New Magics ed. by Patrick Nielsen Hayden

person with a winged snake perched in zir backpackShortly after reading Patrick Nielsen Hayden's excellent New Skies I found out somehow that he had edited a similar volume of young adult stories leaning more toward the fantasy end of the sf spectrum. It's been a while now since I read it, but I like having more time between read and review for short story anthologies.

Neil Gaiman leads off the collection with "Chivalry" which has a fabulous first sentence: "Mrs. Whitaker found the Holy Grail; it was under a fur coat." Gaiman delivers nicely on that setup.

I'd already read Ellen Kushner's "Charis" in one of Terri Windling's Borderland books.
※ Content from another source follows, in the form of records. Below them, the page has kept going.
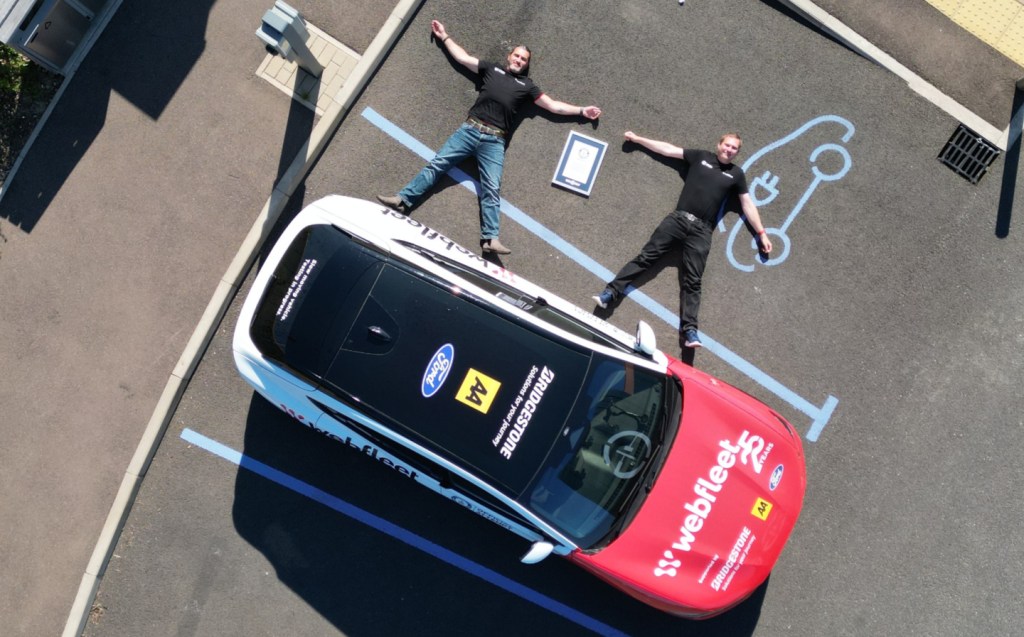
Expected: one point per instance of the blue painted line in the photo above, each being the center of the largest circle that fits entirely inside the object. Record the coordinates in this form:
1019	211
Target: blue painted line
397	533
819	415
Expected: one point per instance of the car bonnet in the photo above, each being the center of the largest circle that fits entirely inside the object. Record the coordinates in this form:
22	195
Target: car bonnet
720	511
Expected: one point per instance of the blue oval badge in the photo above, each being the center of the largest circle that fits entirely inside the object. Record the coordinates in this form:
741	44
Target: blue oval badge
437	370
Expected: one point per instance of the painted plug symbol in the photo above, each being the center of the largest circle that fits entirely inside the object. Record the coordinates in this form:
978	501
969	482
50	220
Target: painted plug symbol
765	188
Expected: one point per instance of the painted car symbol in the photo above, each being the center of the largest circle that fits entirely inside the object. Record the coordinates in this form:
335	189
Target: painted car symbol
766	186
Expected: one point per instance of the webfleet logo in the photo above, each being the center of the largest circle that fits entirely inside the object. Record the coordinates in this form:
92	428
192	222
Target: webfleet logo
748	450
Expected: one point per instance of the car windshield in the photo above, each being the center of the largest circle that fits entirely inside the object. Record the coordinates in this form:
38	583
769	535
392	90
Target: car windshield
605	452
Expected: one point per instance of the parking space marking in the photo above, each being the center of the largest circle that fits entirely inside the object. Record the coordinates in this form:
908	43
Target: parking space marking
819	415
283	479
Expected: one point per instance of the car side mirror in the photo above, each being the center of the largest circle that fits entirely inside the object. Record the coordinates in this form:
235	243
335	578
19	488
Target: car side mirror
539	551
645	343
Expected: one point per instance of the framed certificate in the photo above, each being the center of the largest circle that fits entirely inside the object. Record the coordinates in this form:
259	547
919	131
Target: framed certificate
579	164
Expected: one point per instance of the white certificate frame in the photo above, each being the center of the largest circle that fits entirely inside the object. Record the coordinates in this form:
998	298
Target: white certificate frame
580	162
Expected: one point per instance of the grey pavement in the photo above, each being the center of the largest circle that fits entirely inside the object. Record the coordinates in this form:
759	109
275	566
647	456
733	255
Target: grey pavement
133	202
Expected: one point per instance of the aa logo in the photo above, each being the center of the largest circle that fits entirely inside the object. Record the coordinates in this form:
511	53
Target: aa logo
477	390
762	508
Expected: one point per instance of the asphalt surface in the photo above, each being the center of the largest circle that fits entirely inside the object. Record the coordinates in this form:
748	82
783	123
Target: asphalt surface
898	298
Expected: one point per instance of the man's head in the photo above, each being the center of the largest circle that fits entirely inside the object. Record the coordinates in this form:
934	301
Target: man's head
728	147
518	60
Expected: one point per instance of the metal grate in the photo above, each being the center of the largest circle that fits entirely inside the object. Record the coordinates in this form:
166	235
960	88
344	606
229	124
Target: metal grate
968	154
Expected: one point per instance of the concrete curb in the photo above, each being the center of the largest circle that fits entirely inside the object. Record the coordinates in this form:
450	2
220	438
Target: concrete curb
844	34
226	289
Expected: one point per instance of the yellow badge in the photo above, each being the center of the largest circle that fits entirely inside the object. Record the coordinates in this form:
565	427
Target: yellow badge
762	508
478	390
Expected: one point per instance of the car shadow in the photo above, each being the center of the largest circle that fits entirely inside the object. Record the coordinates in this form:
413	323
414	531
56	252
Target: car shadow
334	533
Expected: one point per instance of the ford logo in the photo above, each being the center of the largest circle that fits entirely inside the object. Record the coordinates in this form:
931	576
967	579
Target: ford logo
437	370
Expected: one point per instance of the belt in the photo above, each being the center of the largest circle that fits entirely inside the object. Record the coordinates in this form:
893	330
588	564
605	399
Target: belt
695	219
483	128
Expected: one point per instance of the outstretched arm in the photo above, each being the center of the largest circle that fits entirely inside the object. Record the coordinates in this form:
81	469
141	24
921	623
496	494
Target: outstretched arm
561	108
662	147
755	218
460	54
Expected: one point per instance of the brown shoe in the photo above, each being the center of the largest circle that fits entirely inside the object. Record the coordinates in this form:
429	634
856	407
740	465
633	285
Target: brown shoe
394	203
493	245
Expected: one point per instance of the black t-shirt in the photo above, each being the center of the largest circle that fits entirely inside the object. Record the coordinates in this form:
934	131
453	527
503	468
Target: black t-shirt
708	183
501	94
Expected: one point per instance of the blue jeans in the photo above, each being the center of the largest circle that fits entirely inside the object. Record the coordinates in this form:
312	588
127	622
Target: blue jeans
489	154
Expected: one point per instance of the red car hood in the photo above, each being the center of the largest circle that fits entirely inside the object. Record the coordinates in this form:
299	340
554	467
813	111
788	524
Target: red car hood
721	510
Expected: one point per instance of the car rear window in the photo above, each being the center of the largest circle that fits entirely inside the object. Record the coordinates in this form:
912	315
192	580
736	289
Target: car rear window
453	374
314	292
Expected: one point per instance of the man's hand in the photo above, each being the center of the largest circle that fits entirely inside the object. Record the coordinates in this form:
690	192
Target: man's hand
438	30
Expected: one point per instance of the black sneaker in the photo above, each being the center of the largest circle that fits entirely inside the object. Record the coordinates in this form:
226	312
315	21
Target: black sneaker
394	203
603	299
493	245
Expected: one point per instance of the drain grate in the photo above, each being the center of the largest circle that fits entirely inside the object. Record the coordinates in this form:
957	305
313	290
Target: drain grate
968	154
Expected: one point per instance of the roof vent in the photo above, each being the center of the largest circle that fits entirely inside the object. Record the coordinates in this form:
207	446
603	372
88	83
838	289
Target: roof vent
968	154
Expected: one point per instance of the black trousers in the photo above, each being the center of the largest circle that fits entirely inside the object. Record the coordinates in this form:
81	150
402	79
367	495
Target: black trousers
676	230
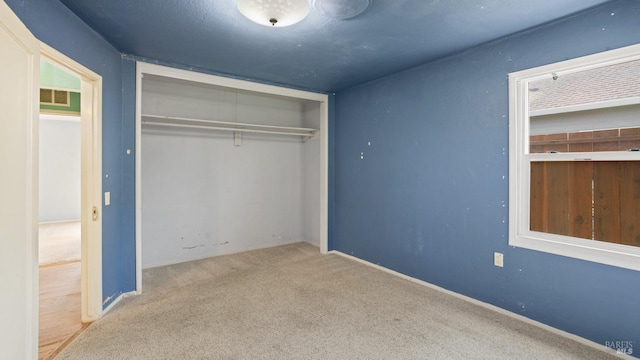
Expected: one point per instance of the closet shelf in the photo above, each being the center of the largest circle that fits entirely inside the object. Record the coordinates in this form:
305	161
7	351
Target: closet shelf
226	126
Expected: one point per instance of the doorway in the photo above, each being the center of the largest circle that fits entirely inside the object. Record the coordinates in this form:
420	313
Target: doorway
59	224
70	252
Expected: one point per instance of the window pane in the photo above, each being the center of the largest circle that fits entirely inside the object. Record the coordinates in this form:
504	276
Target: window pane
595	200
627	139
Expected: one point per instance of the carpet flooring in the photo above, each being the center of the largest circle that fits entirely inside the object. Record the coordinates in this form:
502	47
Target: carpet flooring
291	302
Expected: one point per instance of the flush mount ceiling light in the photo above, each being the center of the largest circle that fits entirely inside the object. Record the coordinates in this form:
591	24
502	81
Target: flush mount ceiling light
276	13
341	9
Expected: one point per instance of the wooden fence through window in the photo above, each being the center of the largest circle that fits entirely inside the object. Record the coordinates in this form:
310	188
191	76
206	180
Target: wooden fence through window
596	200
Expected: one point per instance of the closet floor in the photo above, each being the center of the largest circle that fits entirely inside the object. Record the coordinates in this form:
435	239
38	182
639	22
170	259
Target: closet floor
60	308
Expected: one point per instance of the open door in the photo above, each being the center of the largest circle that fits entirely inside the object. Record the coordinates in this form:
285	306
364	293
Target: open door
20	59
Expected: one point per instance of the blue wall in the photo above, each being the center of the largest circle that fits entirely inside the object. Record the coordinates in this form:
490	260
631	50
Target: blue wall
429	197
55	25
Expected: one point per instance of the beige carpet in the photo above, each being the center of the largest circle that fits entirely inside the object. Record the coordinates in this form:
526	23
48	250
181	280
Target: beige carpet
59	242
290	302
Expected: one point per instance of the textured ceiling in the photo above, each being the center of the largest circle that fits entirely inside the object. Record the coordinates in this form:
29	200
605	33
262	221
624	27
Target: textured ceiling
318	53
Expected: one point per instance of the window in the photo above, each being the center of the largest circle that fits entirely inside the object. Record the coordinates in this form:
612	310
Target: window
54	97
574	158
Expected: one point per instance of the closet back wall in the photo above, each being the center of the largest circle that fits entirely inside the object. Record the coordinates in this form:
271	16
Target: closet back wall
201	195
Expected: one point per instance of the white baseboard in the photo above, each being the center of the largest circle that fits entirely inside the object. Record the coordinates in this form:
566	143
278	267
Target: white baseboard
490	307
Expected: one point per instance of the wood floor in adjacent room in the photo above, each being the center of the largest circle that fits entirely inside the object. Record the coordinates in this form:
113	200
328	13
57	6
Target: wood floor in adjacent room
60	317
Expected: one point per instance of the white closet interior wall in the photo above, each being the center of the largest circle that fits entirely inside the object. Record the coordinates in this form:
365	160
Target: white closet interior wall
202	196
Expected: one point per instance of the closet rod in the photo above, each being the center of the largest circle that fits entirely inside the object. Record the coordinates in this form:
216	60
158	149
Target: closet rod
227	126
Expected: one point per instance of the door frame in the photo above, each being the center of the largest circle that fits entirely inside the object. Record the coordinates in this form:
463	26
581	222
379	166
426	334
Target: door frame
91	182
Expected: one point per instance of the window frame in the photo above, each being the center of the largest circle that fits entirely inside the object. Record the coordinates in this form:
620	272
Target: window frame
520	159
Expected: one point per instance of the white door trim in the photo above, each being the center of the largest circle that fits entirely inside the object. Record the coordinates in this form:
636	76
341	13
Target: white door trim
91	188
18	188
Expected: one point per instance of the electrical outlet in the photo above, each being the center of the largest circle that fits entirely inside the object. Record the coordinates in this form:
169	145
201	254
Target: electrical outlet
498	259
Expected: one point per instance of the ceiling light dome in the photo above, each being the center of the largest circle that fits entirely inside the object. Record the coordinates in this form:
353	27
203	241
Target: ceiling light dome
276	13
341	9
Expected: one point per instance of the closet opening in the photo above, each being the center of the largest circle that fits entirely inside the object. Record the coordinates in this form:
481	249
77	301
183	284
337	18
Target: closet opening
225	166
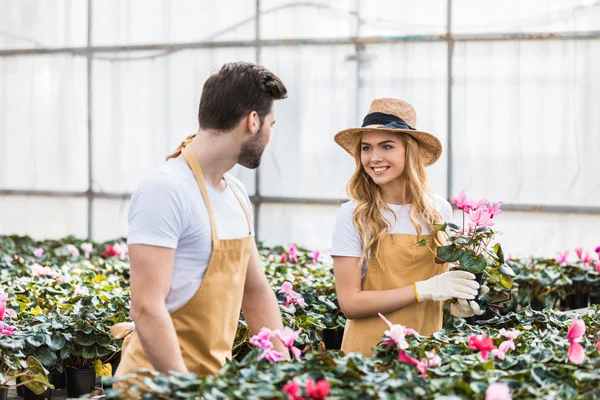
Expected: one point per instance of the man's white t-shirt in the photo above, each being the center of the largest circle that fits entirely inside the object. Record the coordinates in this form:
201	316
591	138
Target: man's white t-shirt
168	210
346	239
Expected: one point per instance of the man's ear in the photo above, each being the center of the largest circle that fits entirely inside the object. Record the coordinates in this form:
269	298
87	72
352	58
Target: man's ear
253	122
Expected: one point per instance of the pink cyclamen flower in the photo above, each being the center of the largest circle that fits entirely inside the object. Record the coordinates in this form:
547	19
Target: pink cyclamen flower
397	334
315	256
562	257
500	353
87	249
317	391
497	391
3	310
291	297
262	339
461	201
587	259
73	251
293	254
270	355
288	337
495	209
482	343
6	330
81	291
512	334
480	217
434	359
292	389
576	352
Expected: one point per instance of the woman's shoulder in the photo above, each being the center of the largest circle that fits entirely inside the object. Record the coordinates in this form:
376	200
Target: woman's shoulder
442	206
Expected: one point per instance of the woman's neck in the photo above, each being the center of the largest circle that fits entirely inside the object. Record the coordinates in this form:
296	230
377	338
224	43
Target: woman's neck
395	193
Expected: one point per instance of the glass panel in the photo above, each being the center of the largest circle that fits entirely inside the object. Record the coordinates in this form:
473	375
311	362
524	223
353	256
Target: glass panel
305	225
43	123
42	23
314	19
524	16
143	109
416	73
302	160
525	121
118	22
43	217
393	17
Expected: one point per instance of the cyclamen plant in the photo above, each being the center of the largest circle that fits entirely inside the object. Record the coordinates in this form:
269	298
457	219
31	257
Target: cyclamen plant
470	247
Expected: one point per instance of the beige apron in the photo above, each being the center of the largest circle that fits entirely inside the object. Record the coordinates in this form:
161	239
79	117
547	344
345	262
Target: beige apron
404	263
206	325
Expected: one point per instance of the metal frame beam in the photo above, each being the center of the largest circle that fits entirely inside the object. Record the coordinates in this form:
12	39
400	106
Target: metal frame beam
173	47
258	199
89	51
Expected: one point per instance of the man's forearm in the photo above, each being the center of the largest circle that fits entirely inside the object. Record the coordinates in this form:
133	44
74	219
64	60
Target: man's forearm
262	310
159	340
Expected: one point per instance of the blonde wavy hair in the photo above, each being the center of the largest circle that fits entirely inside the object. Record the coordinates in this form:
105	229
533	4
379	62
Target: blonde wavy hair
367	217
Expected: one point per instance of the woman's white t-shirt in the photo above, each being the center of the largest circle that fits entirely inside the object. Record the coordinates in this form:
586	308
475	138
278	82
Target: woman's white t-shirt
346	239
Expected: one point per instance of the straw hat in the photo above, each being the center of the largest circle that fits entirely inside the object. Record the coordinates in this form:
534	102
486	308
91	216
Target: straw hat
391	115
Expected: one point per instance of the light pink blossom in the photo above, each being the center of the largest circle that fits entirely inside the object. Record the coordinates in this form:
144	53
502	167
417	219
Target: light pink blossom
562	258
576	352
73	251
512	334
497	391
87	249
293	254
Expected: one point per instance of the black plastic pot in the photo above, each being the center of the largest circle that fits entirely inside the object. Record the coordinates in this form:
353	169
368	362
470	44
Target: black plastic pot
332	338
576	301
59	379
80	381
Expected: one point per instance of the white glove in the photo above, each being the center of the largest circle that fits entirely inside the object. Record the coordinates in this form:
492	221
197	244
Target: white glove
465	309
446	286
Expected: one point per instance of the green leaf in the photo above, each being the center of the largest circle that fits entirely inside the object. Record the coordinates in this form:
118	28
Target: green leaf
449	253
56	341
506	282
37	340
89	352
46	356
505	269
499	253
473	263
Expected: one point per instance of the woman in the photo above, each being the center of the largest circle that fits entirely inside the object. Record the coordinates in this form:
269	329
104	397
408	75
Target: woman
377	265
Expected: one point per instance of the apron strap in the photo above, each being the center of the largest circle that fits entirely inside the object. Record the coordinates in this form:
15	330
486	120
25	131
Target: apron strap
242	203
192	161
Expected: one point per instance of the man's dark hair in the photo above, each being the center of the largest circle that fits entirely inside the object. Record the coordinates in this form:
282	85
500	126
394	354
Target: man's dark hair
236	90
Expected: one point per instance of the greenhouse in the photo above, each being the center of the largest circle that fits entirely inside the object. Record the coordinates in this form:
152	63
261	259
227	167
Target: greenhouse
321	199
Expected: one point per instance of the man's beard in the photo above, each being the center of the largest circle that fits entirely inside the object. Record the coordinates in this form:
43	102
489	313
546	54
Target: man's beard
251	152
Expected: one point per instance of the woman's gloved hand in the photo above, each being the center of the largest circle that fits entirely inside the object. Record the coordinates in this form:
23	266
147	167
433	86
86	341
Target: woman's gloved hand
446	286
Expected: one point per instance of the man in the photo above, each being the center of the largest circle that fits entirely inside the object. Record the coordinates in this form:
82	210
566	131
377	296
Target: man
194	260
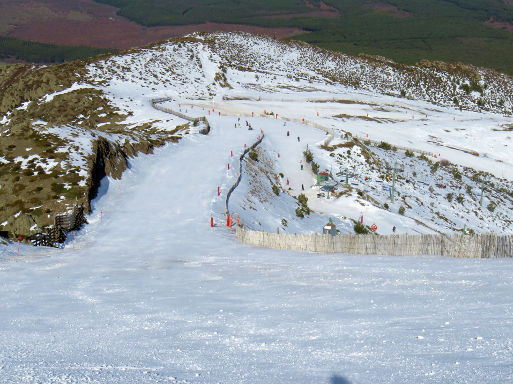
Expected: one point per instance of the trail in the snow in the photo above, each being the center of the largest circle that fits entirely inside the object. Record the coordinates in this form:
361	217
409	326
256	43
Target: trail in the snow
152	294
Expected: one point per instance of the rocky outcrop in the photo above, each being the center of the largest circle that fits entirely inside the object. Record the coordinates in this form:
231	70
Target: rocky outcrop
111	159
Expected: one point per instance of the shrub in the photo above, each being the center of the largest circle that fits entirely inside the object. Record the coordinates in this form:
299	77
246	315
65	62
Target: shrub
360	228
308	155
It's a great distillation of the coming of age story uniquely suited to the Borderland setting where Faerie intrudes into modern midwest North America.

"Jo's Hair" by Susan Palwick, as the title implies follows Jo March's hair from the point where she cut it all off in Little Women through the life of adventure and non-conformism that Jo herself could have lived had she not chosen the path she did.

In "Not All Wolves," Harry Turtledove examines human bigotry through the eyes of a young werewolf in 12th century Cologne.

Debra Doyle and James D. Macdonald contribute "Stealing God," a hard boiled mystery with a Knight Templar protagonist.

"Mama Gone" is Jane Yolen's story of a young girl who has to cope with the fact that her recently deceased mother is a vampire. And she manages to write it without ever once bringing to mind Buffy. Well, maybe once.

Charles de Lint's "The Bone Woman" is another I'd read before. It's set in his fictional city of Newford, and is about the people on the fringes of life in any big city.

"Liza and the Crazy Water Man" by Andy Duncan appeared previously in Nielsen Hayden's Starlight 1. It was nice to read it again here, especially with the resurgence in interest in old time music following the Coen Brothers' Oh Brother, Where Art Thou?. The fantasy element of the story is pretty subtle in this one.

Sherwood Smith looks at stories like The Lion, the Witch, and the Wardrobe and Pamela Dean's Secret Country books from the point of view of the parents of the children who find their way into another world in "Mom and Dad at the Home Front".

Emma Bull writes "A Bird That Whistles" which I could have sworn was in Ellen Kushner's Horns of Elfland, but isn't, so it must have been Double Feature where I read it first. A winsome story of the collision between magic, music, and growing up.

"The Bones of the Earth" is one of Ursula K. le Guin's recent stories returning to the world and characters of The Wizard of Earthsea. I can't write about le Guin without gushing.

The book ends with Orson Scott Card's "Hatrack River" which tells the story of the birth of Alvin Maker. I have been annoyed by some of Card's stories, but there is no arguing that he is a brilliant craftsman of characters and prose. This story had tears running down my face from sadness and joy. How does he do that?

As usual, Patrick Nielsen Hayden delivers the good stuff.